The government claims the program is intended to destroy smuggling network Discourage immigrants from crossing the Channel from France to England on the perilous sea journey.

The UK’s plan to pay Rwanda $145 million (£120 million) over the next five years has faced backlash from NGOs, asylum seekers and civil servants’ unions who have questioned its legality. The government decided to delay its implementation.

After the first scheduled flight to Rwanda was canceled at 11:00 in June, there have been no flights yet. intervention A complaint before the European Court of Human Rights (ECHR), followed by months of legal challenges, has stalled the program.

Before leaving, Braverman reaffirmed his commitment to the plan, stating that it would “serve as a powerful deterrent to dangerous and illegal travel.”

But Sonya Sheets, chief executive of the charity Freedom from Torture, told CNN it was “very misguided.”

“Deterrence policies don’t work if you’re trying to target people fleeing torture, war and persecution,” Sheets said.

She added that the decision to invite only government-friendly media to travel “confirms that we have stopped even pretending to speak to the entire country about this issue.”

The UK government has made it a top priority to stop migrants arriving on shore in small boats.

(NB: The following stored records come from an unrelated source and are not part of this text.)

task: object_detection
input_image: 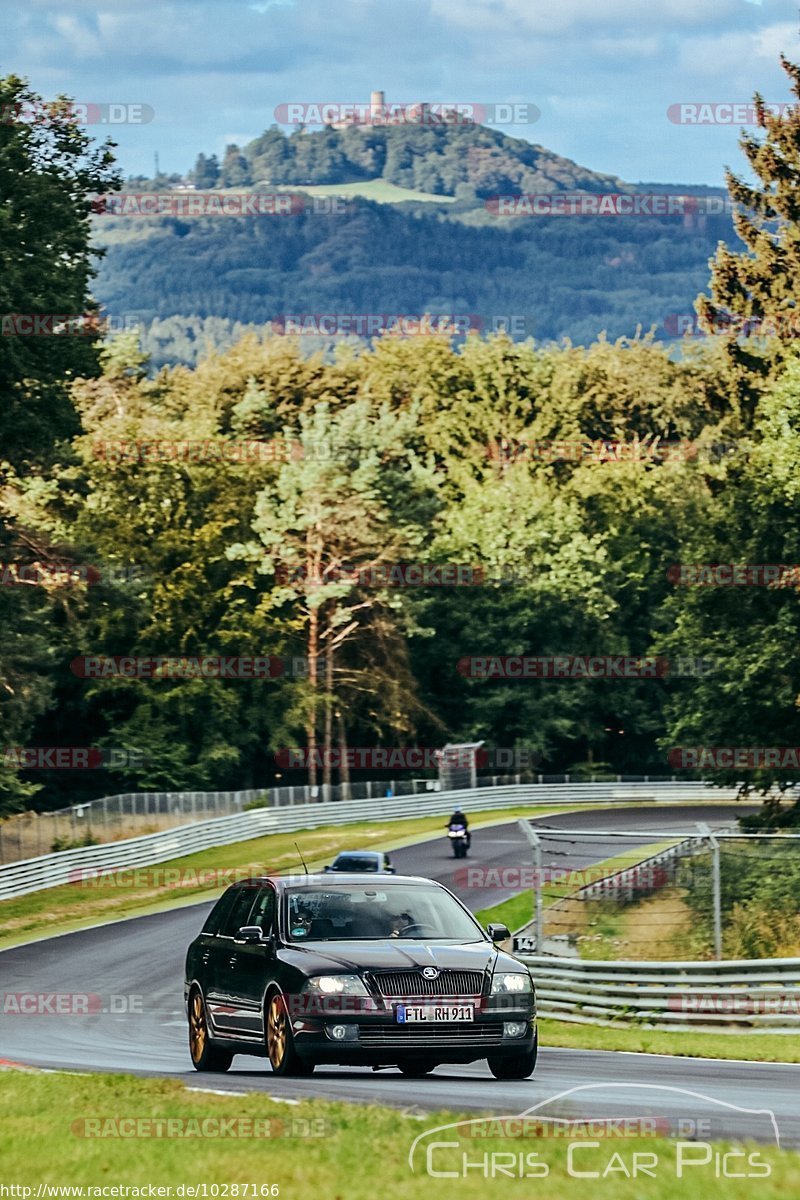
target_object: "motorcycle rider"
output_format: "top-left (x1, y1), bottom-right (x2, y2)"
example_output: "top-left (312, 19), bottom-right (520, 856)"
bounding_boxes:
top-left (447, 809), bottom-right (473, 850)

The Illegal Immigration Bill being debated in Parliament gives the government the right to deport people who have arrived in the UK illegally. In many cases there is no safe and legal route to the UK. This means that many asylum seekers can only enter the country illegally.

Alexander Betts, director of the Center for Refugee Studies at the University of Oxford, said that under the bill people arriving in the UK would not be allowed to have their asylum applications examined, even if they were refugees from war-torn societies. No,’ he said.

Instead, they face immediate deportation to their country of origin, or to a third country like Rwanda.

However, there are concerns that the proposed bill is illegal.

“When you open the bill, there’s a big red flag on the first page that says, ‘This may violate the European Convention on Human Rights,'” Betts told CNN.

He added that the proposed bill would be of “historical significance” because it would amount to “a free and democratic state that waives the principle of the right to asylum.”

The United Nations Human Rights Court warned If this bill is enacted, it would be a “clear violation” of the Refugee Convention.

There are concerns that the bill will not be enacted. The Rwandan government indicated Only 1,000 asylum seekers can be processed in the first five years.

In contrast, 45,755 people Estimate In 2022 alone, let’s say you arrive in the UK by small boat crossing the English Channel.